Methods: Using published clinical studies retrieved through Medline and other databases from 1986-2004, meta-analyses were employed to evaluate efficacy and adverse clinical events for cilostazol or ticlopidine coadministered with aspirin after coronary stenting. Major adverse cardiac events (MACE), quantitative coronary angiographic parameters (QCA) including minimal lumen diameter (MLD), late loss, loss index of diseased vessels, and net gain, or adverse clinical events after coronary stenting were compared between the two study arms and expressed with the mean difference or odds ratios (OR) specific for the individual studies and meta-analytic pooled estimate for the mean difference or OR.
Results: Five of the clinical studies we reviewed met the inclusion criteria and underwent metaanalysis. The cilostazol was found to be superior in the pooled estimate of the total clinical outcomes and QCA as compared to ticlopidine (OR [95% CI]: 0.59 [0.46, 0.75]), MLD (WMD [95% CI]: 0.27 mm [0.17, 0.37]), late loss (WMD [95% CI]: -0.36 mm [-0.51, -0.22]), loss index (WMD [95% CI]: -0.16 [-0.24, -0.08]), and net gain (WMD [95% CI]: 0.49 mm [0.30, 0.68]). The pooled estimate of all adverse clinical events in cilostazol was approximately the same as that seen for ticlopidine.

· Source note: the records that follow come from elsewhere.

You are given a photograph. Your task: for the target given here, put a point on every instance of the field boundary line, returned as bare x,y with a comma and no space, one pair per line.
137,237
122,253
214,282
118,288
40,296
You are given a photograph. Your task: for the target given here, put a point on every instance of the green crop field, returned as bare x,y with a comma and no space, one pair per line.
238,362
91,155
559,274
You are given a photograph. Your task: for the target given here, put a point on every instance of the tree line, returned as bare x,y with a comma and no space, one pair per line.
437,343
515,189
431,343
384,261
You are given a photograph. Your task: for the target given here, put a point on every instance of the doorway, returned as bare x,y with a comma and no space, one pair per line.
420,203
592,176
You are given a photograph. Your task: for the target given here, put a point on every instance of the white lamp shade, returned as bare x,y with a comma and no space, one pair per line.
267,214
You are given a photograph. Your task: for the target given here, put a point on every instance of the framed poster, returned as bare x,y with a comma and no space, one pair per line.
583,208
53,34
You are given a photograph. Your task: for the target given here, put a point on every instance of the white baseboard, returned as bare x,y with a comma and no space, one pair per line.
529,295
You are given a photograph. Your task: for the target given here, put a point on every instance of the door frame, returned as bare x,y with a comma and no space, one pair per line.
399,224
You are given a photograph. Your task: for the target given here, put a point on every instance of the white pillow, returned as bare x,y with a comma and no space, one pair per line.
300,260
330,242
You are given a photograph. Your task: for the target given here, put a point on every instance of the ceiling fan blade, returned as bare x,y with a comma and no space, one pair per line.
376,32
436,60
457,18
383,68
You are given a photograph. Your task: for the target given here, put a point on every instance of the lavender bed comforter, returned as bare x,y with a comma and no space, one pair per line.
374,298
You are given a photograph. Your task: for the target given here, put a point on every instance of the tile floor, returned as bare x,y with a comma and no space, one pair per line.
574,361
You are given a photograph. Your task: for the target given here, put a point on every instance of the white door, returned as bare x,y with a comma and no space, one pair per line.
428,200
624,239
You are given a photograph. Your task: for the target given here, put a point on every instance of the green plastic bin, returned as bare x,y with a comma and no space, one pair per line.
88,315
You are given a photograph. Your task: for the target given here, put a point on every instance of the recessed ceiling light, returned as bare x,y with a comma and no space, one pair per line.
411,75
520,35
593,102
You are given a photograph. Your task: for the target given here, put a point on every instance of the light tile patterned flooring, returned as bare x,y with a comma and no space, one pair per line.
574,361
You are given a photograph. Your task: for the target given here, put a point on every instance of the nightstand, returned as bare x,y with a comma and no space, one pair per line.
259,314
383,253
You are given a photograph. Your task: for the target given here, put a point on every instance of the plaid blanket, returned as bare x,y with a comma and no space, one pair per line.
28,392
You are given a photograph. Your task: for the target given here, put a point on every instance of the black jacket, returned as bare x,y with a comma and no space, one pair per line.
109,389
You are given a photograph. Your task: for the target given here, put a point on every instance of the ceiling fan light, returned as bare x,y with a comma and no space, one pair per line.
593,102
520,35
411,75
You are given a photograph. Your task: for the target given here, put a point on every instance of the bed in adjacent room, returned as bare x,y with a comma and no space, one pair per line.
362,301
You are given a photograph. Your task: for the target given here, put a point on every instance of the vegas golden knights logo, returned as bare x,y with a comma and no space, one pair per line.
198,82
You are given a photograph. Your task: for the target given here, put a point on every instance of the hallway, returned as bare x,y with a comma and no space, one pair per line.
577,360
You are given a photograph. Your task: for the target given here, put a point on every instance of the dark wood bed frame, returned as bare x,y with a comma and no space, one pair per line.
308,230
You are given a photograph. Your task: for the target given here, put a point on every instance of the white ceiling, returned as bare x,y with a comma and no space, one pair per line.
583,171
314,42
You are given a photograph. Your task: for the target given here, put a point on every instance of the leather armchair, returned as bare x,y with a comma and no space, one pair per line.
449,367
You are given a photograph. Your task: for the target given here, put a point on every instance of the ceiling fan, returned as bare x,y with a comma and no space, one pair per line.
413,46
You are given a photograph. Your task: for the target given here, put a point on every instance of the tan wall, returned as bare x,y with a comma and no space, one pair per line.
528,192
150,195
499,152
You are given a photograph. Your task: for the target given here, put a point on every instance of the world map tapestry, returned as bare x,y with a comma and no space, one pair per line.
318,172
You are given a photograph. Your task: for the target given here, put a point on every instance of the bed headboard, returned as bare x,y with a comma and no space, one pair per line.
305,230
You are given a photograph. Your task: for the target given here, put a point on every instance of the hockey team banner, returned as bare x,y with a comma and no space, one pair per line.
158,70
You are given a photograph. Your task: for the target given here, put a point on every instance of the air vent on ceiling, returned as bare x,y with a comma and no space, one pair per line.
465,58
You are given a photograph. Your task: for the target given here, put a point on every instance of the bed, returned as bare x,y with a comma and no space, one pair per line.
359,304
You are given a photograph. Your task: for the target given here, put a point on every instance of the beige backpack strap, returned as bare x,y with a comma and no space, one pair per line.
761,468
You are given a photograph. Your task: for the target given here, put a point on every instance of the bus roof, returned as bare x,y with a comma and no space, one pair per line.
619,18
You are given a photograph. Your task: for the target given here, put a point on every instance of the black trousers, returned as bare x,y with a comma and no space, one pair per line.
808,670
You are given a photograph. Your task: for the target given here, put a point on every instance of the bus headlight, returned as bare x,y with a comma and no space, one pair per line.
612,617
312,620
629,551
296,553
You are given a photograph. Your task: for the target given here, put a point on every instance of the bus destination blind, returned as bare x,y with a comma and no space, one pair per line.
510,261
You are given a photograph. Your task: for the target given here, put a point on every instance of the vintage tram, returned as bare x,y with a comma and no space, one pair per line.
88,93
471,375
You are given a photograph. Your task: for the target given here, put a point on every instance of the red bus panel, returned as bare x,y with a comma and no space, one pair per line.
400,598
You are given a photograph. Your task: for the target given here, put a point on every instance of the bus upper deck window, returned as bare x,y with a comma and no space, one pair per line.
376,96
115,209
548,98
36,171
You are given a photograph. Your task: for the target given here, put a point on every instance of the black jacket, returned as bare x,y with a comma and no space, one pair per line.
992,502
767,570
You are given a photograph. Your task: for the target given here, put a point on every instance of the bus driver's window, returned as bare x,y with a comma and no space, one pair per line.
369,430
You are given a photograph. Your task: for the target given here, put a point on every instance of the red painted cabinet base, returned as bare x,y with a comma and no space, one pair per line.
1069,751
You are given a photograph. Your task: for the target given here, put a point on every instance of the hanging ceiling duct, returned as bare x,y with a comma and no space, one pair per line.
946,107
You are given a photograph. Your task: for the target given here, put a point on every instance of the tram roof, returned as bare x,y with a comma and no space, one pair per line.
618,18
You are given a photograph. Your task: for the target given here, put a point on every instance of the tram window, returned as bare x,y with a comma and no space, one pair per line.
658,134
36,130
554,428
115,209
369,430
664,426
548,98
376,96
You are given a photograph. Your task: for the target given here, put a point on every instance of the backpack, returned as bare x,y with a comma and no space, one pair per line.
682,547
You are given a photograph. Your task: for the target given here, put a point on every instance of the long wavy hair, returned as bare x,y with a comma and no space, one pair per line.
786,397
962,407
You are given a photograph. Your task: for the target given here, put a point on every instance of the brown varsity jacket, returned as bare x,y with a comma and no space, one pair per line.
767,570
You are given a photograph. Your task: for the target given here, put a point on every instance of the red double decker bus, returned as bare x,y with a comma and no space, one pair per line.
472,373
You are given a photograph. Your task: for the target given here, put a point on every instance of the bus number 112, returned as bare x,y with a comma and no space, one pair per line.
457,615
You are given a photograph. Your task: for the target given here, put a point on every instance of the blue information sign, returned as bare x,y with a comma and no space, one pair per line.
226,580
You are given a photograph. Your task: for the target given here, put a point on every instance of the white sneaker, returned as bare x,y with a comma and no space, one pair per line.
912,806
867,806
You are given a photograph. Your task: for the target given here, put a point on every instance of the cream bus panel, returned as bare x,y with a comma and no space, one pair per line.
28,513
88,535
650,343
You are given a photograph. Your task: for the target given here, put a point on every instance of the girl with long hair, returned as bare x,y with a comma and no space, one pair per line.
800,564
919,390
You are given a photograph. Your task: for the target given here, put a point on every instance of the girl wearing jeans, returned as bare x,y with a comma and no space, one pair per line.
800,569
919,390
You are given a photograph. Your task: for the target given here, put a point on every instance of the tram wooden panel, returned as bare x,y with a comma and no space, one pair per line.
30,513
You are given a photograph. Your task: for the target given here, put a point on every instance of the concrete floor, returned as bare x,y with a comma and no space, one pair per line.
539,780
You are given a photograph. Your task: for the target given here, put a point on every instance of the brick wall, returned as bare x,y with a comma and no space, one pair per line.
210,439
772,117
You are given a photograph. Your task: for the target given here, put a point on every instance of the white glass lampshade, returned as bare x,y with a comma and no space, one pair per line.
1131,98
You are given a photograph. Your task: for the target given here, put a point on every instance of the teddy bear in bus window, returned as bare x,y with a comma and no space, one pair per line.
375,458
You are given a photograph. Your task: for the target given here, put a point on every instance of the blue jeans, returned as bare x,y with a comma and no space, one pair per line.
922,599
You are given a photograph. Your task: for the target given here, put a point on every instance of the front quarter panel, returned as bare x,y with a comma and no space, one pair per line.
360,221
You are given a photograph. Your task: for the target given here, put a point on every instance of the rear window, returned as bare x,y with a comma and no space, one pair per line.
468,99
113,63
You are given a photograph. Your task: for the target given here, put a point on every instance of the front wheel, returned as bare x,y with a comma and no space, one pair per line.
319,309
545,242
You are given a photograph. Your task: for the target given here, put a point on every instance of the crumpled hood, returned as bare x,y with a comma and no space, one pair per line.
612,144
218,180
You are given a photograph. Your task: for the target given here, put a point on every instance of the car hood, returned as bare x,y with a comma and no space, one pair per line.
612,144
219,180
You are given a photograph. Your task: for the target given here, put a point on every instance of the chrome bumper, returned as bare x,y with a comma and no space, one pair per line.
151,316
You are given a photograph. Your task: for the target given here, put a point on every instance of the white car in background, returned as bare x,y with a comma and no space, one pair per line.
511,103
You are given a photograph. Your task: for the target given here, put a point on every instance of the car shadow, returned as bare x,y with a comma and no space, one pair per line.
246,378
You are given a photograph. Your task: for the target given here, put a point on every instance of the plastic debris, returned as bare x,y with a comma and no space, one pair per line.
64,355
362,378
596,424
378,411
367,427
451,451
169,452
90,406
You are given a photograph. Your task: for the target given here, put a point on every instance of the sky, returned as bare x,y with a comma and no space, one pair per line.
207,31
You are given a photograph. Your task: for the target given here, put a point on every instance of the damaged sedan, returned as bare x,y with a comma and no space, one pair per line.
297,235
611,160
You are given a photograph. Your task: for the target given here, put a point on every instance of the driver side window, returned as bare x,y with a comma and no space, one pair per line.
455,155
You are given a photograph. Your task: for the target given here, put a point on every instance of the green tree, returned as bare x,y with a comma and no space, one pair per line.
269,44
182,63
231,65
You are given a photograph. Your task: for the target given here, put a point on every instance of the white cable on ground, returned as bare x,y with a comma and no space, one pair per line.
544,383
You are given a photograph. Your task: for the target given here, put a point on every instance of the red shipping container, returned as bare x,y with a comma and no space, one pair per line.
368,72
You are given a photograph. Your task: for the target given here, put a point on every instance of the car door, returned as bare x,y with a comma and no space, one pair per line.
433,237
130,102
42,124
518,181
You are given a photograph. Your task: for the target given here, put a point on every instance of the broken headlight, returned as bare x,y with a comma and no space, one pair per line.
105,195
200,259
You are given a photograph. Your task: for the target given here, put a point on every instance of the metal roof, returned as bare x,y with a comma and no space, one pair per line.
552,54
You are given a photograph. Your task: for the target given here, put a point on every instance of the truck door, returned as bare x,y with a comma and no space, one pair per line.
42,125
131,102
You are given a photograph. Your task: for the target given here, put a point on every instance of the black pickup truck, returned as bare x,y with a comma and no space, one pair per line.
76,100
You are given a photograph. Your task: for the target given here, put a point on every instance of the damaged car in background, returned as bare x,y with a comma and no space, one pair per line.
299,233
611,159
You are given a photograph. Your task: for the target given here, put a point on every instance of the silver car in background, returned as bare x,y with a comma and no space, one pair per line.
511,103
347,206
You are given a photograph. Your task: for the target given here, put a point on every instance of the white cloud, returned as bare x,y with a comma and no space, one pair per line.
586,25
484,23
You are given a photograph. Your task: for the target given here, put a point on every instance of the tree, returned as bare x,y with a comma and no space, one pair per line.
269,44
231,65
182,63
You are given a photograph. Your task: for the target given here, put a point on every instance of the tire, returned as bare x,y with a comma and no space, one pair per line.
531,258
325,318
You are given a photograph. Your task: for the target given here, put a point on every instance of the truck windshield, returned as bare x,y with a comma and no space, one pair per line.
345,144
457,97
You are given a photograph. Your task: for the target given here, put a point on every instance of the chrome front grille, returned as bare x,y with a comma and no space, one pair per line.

Conclusions: Our results suggest that cilostazol plus aspirin therapy, as compared to ticlopidine plus aspirin therapy, might be superior with regard to long-term efficacy, particularly in preventing late res tenosis. Although cilostazol exhibits few serious adverse clinical events, we must pay attention to increased heart rate or the occurrence of arrhythmias during treatments.